The Hidden Economics of Artificial Intelligence: Why Compute Costs, Token Accounting, and Human Intuition Are Rewriting the AI Value Equation
DOI:
https://doi.org/10.5281/zenodo.20354347Keywords:
AI Economics, Cost Efficiency, Human vs AI, Workforce Automation, Compute Costs, Task Allocation, AI Deployment, Scaling LawsAbstract
There's a quiet revolution taking place in the AI sector. The news comes as top chipmakers' executives have been weighing in on the costs of compute, with some of the world's top highperformance AI research teams now spending more on compute than payroll. This article explores the hidden cost structure of enterprise AI and how token based pricing causes accounting distortions and when human labor is the less expensive and more intelligent choice.
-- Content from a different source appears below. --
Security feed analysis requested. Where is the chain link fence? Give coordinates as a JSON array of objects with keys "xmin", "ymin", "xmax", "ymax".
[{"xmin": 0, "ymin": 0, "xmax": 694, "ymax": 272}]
The analysis is based on lessons learnt from cloud infrastructure billing trends, the trajectory of costs of inferences and workforce productivity studies to distinguish between “real” and “imagined” savings. It says that the AI bubble, as claimed, is not about to burst, but nor is AI as claimed, "superior to human labor. The paper provides a task by task decision framework, a five step operational roadmap for leaders and a forward looking perspective on how efficiency improvements in hardware and model design could change the equation in the next 3-5 years. The main point is that the only way to extract value from AI is to match the workflow with either the worker or machine or human that has the greatest return on investment in dollars.